Centennial-based United Launch Alliance announced Monday it had signed a multi-launch deal with Amazon for the online retailer's project to boost global broadband access.
Amazon secured ULA’s Atlas V rocket for nine launches in the coming years for its Project Kuiper, which will use a “constellation of 3,236 advanced satellites in low earth orbit” for global broadband.
“Project Kuiper will help bridge the digital divide across the United States and around the world, and we could not be more pleased to be working with Amazon to support the initiative,” Tory Bruno, ULA’s president and CEO, said in a statement.
“ULA is focused on serving our customers' missions and providing reliable, innovative launch solutions.

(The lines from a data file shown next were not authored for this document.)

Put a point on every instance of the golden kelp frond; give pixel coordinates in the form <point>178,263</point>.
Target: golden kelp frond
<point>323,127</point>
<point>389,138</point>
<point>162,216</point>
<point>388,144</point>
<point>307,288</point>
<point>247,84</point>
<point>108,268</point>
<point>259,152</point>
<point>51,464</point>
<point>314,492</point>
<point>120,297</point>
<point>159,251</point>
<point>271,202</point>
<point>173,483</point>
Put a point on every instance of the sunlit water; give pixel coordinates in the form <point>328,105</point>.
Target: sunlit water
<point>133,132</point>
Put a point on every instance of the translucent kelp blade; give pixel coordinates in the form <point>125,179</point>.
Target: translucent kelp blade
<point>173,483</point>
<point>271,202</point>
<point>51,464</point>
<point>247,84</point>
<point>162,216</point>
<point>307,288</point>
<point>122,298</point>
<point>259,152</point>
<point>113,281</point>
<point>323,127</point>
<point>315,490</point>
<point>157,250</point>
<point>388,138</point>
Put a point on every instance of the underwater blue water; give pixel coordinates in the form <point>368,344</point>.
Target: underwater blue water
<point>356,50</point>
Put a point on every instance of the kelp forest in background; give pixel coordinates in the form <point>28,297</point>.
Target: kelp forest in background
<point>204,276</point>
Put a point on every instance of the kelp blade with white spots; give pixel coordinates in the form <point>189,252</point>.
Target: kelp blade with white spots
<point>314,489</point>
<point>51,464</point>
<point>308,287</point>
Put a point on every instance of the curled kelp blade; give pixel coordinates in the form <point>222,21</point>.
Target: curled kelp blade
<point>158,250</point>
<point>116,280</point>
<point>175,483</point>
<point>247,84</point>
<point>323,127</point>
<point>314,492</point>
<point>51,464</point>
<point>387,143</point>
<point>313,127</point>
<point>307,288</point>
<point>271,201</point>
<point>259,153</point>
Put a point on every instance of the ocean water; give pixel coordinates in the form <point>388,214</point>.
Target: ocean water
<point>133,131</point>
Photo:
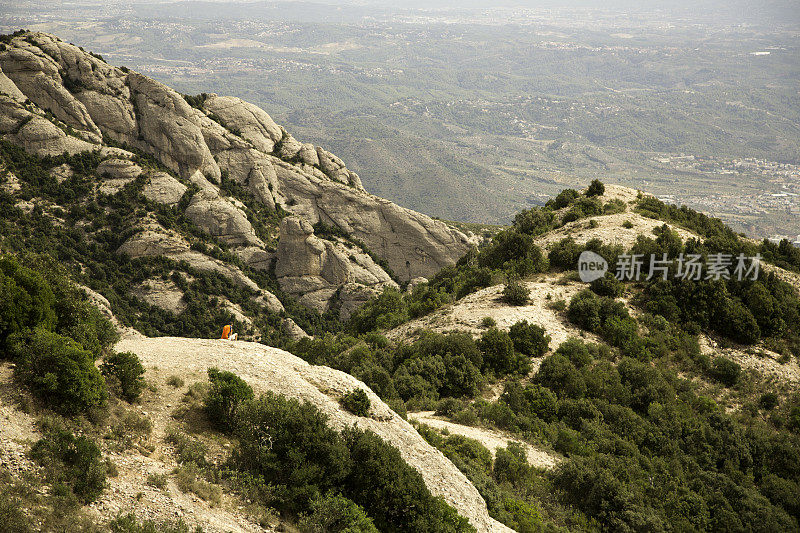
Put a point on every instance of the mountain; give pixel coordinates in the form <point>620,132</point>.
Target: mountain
<point>210,171</point>
<point>403,379</point>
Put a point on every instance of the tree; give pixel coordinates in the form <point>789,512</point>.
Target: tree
<point>58,370</point>
<point>357,402</point>
<point>725,371</point>
<point>559,375</point>
<point>498,353</point>
<point>227,392</point>
<point>515,293</point>
<point>26,300</point>
<point>529,339</point>
<point>128,370</point>
<point>333,513</point>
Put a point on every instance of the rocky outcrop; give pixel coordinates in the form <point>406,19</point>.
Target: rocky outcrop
<point>316,270</point>
<point>153,241</point>
<point>413,244</point>
<point>55,98</point>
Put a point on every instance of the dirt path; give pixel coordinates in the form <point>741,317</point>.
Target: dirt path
<point>492,440</point>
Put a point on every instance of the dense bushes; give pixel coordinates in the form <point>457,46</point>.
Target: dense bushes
<point>70,463</point>
<point>596,188</point>
<point>499,355</point>
<point>290,446</point>
<point>643,448</point>
<point>434,366</point>
<point>227,392</point>
<point>333,513</point>
<point>357,402</point>
<point>58,370</point>
<point>383,312</point>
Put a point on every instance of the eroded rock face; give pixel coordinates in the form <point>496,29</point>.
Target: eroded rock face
<point>164,189</point>
<point>153,240</point>
<point>277,371</point>
<point>315,269</point>
<point>253,122</point>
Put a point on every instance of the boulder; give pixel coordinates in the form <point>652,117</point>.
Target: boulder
<point>164,189</point>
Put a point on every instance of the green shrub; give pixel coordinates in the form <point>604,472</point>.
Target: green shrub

We look forward to launching these important missions.”
The launches will occur at Cape Canaveral Space Force Station in Florida.

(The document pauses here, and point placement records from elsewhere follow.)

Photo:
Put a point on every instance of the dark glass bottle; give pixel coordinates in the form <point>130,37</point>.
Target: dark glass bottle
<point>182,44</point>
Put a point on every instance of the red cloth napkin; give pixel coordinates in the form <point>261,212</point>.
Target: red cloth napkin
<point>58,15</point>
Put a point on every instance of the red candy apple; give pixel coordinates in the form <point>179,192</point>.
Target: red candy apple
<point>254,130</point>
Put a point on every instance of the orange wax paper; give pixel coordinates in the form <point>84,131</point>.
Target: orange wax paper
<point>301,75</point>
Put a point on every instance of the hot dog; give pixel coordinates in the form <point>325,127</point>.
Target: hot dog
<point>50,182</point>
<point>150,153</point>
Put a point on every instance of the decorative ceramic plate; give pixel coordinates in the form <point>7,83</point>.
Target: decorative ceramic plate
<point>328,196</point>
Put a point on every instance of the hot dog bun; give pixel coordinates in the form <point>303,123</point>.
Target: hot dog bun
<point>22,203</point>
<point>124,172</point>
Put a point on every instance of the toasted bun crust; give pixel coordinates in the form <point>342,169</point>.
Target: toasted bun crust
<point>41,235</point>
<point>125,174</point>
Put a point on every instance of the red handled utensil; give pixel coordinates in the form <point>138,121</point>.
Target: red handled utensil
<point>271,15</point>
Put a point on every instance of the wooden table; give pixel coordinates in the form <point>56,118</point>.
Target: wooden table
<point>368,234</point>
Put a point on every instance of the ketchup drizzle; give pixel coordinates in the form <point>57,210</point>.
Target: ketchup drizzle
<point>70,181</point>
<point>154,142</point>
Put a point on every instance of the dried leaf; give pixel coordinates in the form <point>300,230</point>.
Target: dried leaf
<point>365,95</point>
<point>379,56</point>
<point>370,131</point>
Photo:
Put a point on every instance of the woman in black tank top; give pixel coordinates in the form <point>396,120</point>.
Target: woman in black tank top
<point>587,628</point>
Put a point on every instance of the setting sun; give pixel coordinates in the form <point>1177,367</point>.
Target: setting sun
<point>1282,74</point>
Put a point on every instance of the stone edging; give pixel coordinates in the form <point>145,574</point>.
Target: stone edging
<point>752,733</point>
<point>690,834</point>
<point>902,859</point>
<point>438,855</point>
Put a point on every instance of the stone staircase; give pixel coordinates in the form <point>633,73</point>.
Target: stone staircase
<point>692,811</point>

Amazon earmarked $10 billion to deliver on Project Kuiper.
Once complete, the project “aims to make high-speed, low-latency broadband more affordable and accessible for unserved and underserved communities around the world,” according to Amazon.
The project will serve households, as well as schools, hospitals, businesses, government agencies and other organizations operating in places without reliable broadband.
“We’re determined to make affordable broadband a reality for customers and communities around the world,” Jeff Bezos, Amazon founder and CEO, said in a statement. “ULA is a fantastic partner that’s successfully launched dozens of missions for commercial and government customers, and we’re grateful for their support of Kuiper.”
ULA’s Atlas V has been used by commercial clients and NASA for years, including carrying the most recent Mars rover Perseverance and its Ingenuity Mars Helicopter to the Red Planet. Ingenuity made its maiden flight Monday.
“We’ve designed our satellites and dispenser system to accommodate multiple launch vehicles -- this gives us the flexibility to use many different rockets and providers to launch our satellite system,” Rajeev Badyal, vice president of technology for Project Kuiper, said in a statement.
“Atlas V is a capable, reliable rocket, and we’re proud to be working with ULA to support these important first launches.”